Written by Paul on October 11th, 2008

A BusinessWeek article points out that tech that doesn’t work won’t let us work. Well said.

Working 90% to 95% of the time is not working. When my company’s services fail to deliver, we don’t get paid—and our customers get angry. When a technology product doesn’t do what it’s supposed to do all the time, we’re stuck. Unfortunately, the technology my company buys fails way too much. But like everything else that makes me angry, I just deal with it. And so can you.

Something you should know:

  1. Technology sucks. Once you begin to depend on it, you’re confined by it’s inherent limitations.
  2. It won’t make you successful. That is, not unless you completely understand how it will help your business.

What Great Businesses Do

Have you noticed that so many successful companies are “behind” on tech’s latest trends? It’s because successful businesses relentlessly focus on creating incredible value for the world. They know that once you begin worshipping technology, you switch focus from providing value and then continue going downhill from there.

The Key: Exploit tech only when you know precisely how it can help accelerate your ability to get ahead.

“So, how do you exploit technology?”

Two steps:

  1. First, embrace low-tech. Spreadsheets can single-handedly kick the asses of pretty much any of the latest gadgets out there.
  2. Then, grow outward stubbornly. Improve your systems as you go. You will know you’ve outgrown your current systems when you understand precisely how to increase your efficiency.

And dont forget: Since the beginning of time (and up until a few years ago), most businesses didn’t need completely custom technology solutions. They used paper, spreadsheets, whiteboards… you get the idea.

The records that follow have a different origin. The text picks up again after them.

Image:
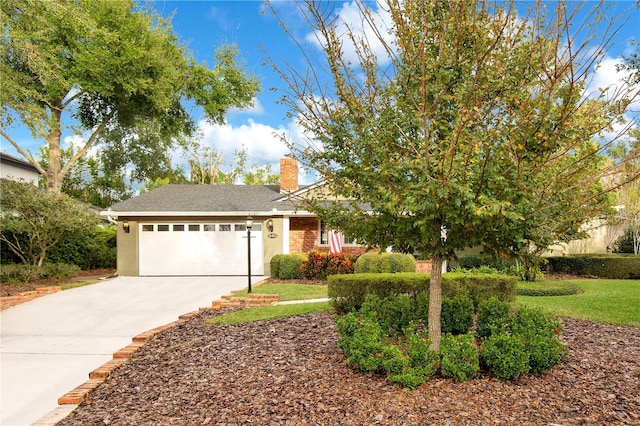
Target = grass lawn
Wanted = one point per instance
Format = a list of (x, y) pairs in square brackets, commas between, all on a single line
[(288, 291), (607, 301), (261, 313)]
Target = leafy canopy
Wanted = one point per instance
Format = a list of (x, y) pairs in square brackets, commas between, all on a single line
[(33, 221), (470, 127), (90, 66)]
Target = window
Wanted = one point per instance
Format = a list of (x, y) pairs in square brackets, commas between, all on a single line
[(324, 236)]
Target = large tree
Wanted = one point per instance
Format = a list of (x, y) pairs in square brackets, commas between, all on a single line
[(87, 66), (467, 125), (33, 221)]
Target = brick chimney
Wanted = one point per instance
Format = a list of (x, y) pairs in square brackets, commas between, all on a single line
[(288, 174)]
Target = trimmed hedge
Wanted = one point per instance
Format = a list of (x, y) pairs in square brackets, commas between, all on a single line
[(544, 289), (385, 263), (287, 266), (601, 266), (348, 292), (19, 273), (474, 261)]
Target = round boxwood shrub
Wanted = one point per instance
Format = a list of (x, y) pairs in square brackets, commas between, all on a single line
[(506, 356), (287, 266)]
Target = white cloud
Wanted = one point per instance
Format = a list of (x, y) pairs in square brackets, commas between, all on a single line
[(262, 142)]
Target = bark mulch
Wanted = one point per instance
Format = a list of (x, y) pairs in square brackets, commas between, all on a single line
[(290, 372)]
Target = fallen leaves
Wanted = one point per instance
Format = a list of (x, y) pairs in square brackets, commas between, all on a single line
[(290, 372)]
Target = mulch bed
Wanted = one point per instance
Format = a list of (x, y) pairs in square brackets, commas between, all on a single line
[(290, 372)]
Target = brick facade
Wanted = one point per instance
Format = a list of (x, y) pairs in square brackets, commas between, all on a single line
[(288, 174), (303, 237), (303, 234)]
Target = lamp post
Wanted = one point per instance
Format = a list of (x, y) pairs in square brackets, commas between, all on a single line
[(249, 224)]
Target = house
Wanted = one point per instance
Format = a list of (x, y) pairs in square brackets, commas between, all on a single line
[(13, 168), (201, 229)]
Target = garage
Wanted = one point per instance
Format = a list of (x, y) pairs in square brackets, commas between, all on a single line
[(204, 248)]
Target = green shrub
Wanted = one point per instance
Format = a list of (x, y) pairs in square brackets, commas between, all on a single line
[(420, 363), (559, 288), (348, 292), (471, 261), (361, 341), (544, 353), (506, 356), (602, 266), (493, 317), (319, 265), (274, 265), (530, 322), (624, 244), (19, 273), (459, 357), (392, 313), (480, 287), (385, 263), (59, 271), (287, 266), (389, 335), (89, 250), (457, 314)]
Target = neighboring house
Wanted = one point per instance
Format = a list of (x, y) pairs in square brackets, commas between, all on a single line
[(13, 168), (602, 235), (200, 229)]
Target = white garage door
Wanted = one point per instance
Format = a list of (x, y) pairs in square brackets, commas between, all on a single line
[(199, 249)]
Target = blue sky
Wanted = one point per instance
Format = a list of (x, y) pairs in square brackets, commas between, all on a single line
[(205, 24)]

One Response to “When Being Behind The Curve Can Be Smart”

  • Diana D. Jarvis

    Part of the trouble is that companies buy tech they don’t understand how to use in the first place. Then they act surprised when they finally figure out the gadget wasn’t designed to do what they wanted. Or they buy software for a department, but they don’t bother to even check with that department first to find out what’s actually needed.